DOI: 10.3923/thr.2012.8.13

URL: https://scialert.net/abstract/?doi=thr.2012.8.13
 
Received: November 04, 2011; Accepted: March 16, 2012; Published: July 12, 2012



INTRODUCTION

Postharvest senescence is an integral part of normal developmental cycle of plants and it is highly regulated process that involves structural, biochemical and molecular changes in the plant tissue (Shahri, 2011). Postharvest senescence of flower has been attributed mainly to ethylene (Chutichudet et al., 2010; Kazemi et al., 2011). Carnation is the most important flower on an international market as cut flower (Tabassum et al, 2002).
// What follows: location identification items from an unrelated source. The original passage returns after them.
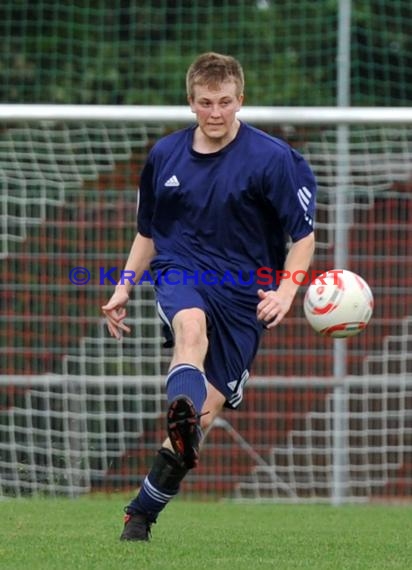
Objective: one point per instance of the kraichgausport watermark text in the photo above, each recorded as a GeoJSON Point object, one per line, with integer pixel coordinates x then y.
{"type": "Point", "coordinates": [262, 276]}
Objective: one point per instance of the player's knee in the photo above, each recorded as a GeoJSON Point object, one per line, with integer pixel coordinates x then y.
{"type": "Point", "coordinates": [206, 421]}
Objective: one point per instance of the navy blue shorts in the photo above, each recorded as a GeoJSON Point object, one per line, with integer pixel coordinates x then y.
{"type": "Point", "coordinates": [233, 332]}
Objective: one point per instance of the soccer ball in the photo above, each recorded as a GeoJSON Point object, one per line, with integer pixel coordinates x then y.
{"type": "Point", "coordinates": [338, 303]}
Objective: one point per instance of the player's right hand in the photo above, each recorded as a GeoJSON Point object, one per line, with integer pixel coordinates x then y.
{"type": "Point", "coordinates": [115, 313]}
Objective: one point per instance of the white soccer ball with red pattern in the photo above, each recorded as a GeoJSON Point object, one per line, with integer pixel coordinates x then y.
{"type": "Point", "coordinates": [338, 303]}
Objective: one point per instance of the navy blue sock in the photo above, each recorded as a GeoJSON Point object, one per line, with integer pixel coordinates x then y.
{"type": "Point", "coordinates": [188, 380]}
{"type": "Point", "coordinates": [160, 486]}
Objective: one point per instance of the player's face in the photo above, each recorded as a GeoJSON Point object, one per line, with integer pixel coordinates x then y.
{"type": "Point", "coordinates": [216, 110]}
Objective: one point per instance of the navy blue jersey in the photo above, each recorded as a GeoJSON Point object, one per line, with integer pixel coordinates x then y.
{"type": "Point", "coordinates": [227, 213]}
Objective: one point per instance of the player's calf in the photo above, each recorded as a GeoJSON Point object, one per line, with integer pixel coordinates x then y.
{"type": "Point", "coordinates": [184, 430]}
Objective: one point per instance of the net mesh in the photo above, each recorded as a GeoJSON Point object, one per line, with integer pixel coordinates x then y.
{"type": "Point", "coordinates": [88, 411]}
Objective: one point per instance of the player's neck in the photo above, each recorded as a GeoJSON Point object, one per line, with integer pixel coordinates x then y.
{"type": "Point", "coordinates": [207, 145]}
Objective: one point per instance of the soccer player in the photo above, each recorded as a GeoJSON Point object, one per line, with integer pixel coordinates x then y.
{"type": "Point", "coordinates": [218, 203]}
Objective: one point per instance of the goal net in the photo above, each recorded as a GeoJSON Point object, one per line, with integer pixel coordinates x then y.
{"type": "Point", "coordinates": [80, 411]}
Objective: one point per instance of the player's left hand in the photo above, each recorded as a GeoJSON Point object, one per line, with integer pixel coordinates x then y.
{"type": "Point", "coordinates": [272, 307]}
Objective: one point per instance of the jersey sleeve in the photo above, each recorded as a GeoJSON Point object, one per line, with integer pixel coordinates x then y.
{"type": "Point", "coordinates": [292, 192]}
{"type": "Point", "coordinates": [145, 203]}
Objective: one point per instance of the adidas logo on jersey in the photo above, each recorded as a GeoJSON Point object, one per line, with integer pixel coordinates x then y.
{"type": "Point", "coordinates": [172, 182]}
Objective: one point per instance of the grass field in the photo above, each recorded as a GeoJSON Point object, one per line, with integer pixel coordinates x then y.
{"type": "Point", "coordinates": [82, 534]}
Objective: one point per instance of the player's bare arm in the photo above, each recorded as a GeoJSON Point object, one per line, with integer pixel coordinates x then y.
{"type": "Point", "coordinates": [274, 305]}
{"type": "Point", "coordinates": [140, 256]}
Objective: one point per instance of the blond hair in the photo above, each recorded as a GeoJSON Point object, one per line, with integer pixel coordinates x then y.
{"type": "Point", "coordinates": [212, 69]}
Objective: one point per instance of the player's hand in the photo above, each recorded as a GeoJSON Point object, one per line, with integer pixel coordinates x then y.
{"type": "Point", "coordinates": [115, 313]}
{"type": "Point", "coordinates": [272, 307]}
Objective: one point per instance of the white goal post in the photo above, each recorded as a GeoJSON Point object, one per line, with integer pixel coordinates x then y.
{"type": "Point", "coordinates": [340, 432]}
In the presence of ethylene, cut carnation flowers have limitation for their successful marketing due to petal inrolling (Song et al., 2007) and discoloration (Zuliana et al., 2008). Finally, it led to flower senescence and shortening of vase life (Chutichudet et al., 2011).

Ethylene is a naturally occurring plant hormone that enhances the senescence and shortens the vase life of many flowers (Bhowmik et al., 2002). Similarly, cut carnations are very sensitive to ethylene injury (Wawrzynczak and Goszczynska, 2003; Yangkhamman et al., 2005). However, pulsing treatment of flowers either with inhibitors of ethylene biosynthesis, such as amino-oxyacetic acid, amino-ethoxy-vinylglycine and α-aminoisobutyric acid (AIB) or by inhibitors of ethylene action, such as silver thiosulfate (STS), 2, 5-norbornadiene and 1-Methylcyclopropene (1-MCP) delays the onset of flower senescence (Wu et al., 1991).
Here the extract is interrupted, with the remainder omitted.